The NDP has gone from trying to privatize banks to battling bank machine charges. Meanwhile, the party is investigating a hoax where someone posing as an NDP activist sent a series of e-mails demanding leader Jack Layton's resignation. The big mystery: why the e-mailer didn't just sign his or her own name. Alexa? Ed? Audrey? Svend?
Premier gets Alcanned?
B.C. Premier Gordon Campbell was accused of conflict of interest after it was discovered that his portfolio includes shares in Alcan. In order to avoid any perceived conflicts, Campbell announced plans to invest all his money in foreign companies and was promptly condemned for not having faith in the B.C. economy. The premier's new economic plan is to put all his savings under his mattress.
Vancouver's summer fireworks festival may burn out if organizers can't raise $500,000 in the next few weeks. If the money doesn't turn up, organizers hope to save the former Symphony of Fire by handing everybody in the city a sparkler and a kazoo.
A copy of Canada's Charter of Rights and Freedoms signed by Prime Minister Pierre Trudeau was listed for sale on eBay. The seller felt it would be worth more now in case Steve ever gets a majority and all rights are repealed.
Canada's actors went on strike and ACTRA members are optimistic that support for their cause is growing. Citizens keep approaching Canada's biggest stars on the picket lines with the encouraging words, "Don't I know you from somewhere? Did we maybe go to school together or something?"
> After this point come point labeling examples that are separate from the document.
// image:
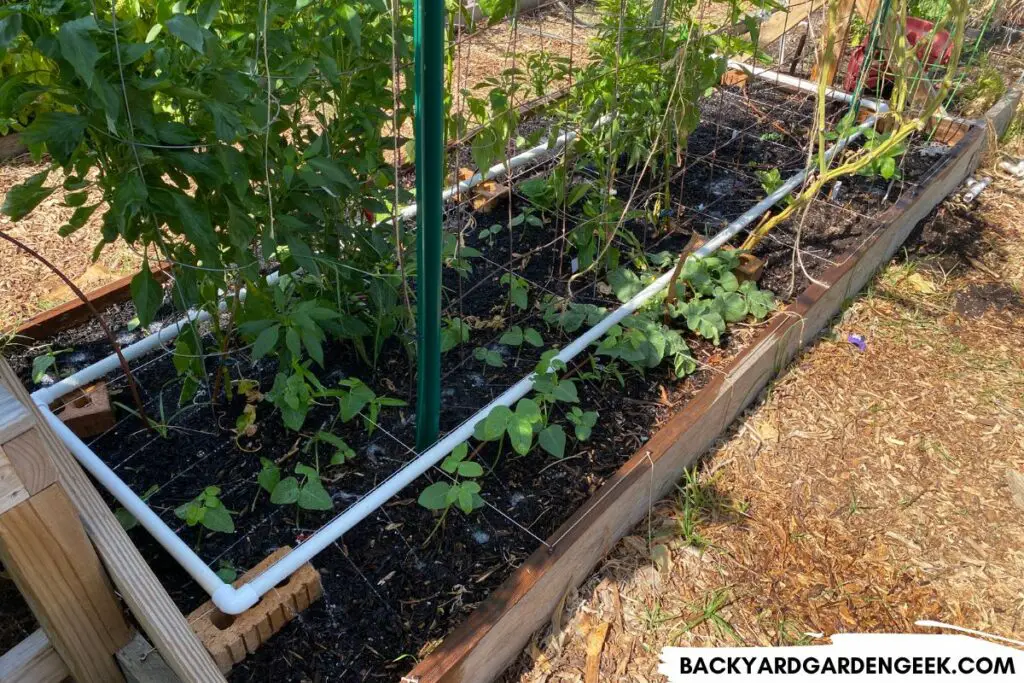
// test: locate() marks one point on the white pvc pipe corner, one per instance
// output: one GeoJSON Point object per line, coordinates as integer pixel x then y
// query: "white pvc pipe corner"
{"type": "Point", "coordinates": [233, 601]}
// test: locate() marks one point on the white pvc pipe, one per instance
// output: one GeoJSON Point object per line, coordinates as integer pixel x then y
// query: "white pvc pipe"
{"type": "Point", "coordinates": [499, 170]}
{"type": "Point", "coordinates": [806, 86]}
{"type": "Point", "coordinates": [166, 537]}
{"type": "Point", "coordinates": [235, 601]}
{"type": "Point", "coordinates": [147, 344]}
{"type": "Point", "coordinates": [89, 374]}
Grey's Anatomy star Isaiah Washington is undergoing mandatory sensitivity training after putting his Golden Globe in his mouth and referring to co-star T.R. Knight as a "faggot." Washington pleaded with fans for forgiveness, explaining that living and working in Hollywood, he'd had very little exposure to gay people. Producers have refused to fire the star of the top-rated series, but they have renamed his character McHomophobe.
U.S. astronomers plan to search for extraterrestrials by building a new telescope that would scan for radio waves to determine whether extraterrestrials have their own TV and radio shows. The only question is whether that would constitute proof of "intelligent life."
Former First Lady Hillary Clinton shocked several shut-ins in the Ozarks when she announced plans to run for president. Meanwhile, U.S. Senator John Kerry announced he wouldn't be running -- and Republicans quickly condemned the Democrats for not supporting a genuine war hero.
The White House correspondents dinner will follow Stephen Colbert's controversial vivisection of President Bush and the media with an appearance by America's most cutting edge satirist, Rich Little. The White House Press Corpse™ say they're bracing for Little's daring attacks on the president -- Richard Nixon.
Fries with that?
McDonalds has announced plans to start making all its foods without trans fats, or as they used to call it, "special sauce."
And Pfizer Canada announced plans to cut 285 jobs in Canada. However, they don't expect too many disgruntled ex-employees since all severance packages will include Viagra and anti-depressants.